I’m sure that my family hasn’t been alone in this dilemma. Many of you are probably facing similar decisions. It feels as though there isn’t an absolute solution here. Obviously, it would be ideal if we all stayed completely isolated until a vaccine becomes available. But this isn’t possible for everyone, particularly those of us with complex medical needs.
The calculus is going to be different for everyone. Parents who are deemed essential personnel and whose work schedule hasn’t changed much may have no choice but to continue nursing coverage, and who could blame them? Single parents, or parents of multiple disabled kids in the home may also have a greater need for help from outside caregivers. Certainly, everybody’s situation is unique.

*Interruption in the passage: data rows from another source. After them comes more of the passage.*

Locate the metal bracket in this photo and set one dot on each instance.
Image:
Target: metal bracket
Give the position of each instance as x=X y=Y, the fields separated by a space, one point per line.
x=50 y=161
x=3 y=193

In our case, we’re allowing one nurse back into our home this week with proper precautions as a way to alleviate the physical stress on my mom. It’ll be the first help we’ve had for nearly two months. I’m sure it will be nerve-wracking at first, but I’m lucky that I trust my nurses and agencies to be as safe as possible. That’s more than many people can say.
Managing caregivers is one of the most stressful parts of CMD even in regular times. As we’ve welcomed them into the home every night, they become almost extended family members. I’ve developed close relationships with many nurses and home health aides over the years, and when I paused my coverage two months ago I felt awful for leaving them potentially jobless. They each understood the situation and our concerns around virus transmission.
The endpoint of this pandemic is indefinite and unknowable. As much as we want to, we just don’t know what is going to happen in the long-term. Without any definite answers, we all have to do what is right for each of us as individuals and as families. I hope that everyone in the CMD community has been safe and healthy over the last two months. For however long this pandemic lasts, I’m grateful that we have an enormous amount of communal wisdom to draw from. I’m sure that we’ll all be needing it.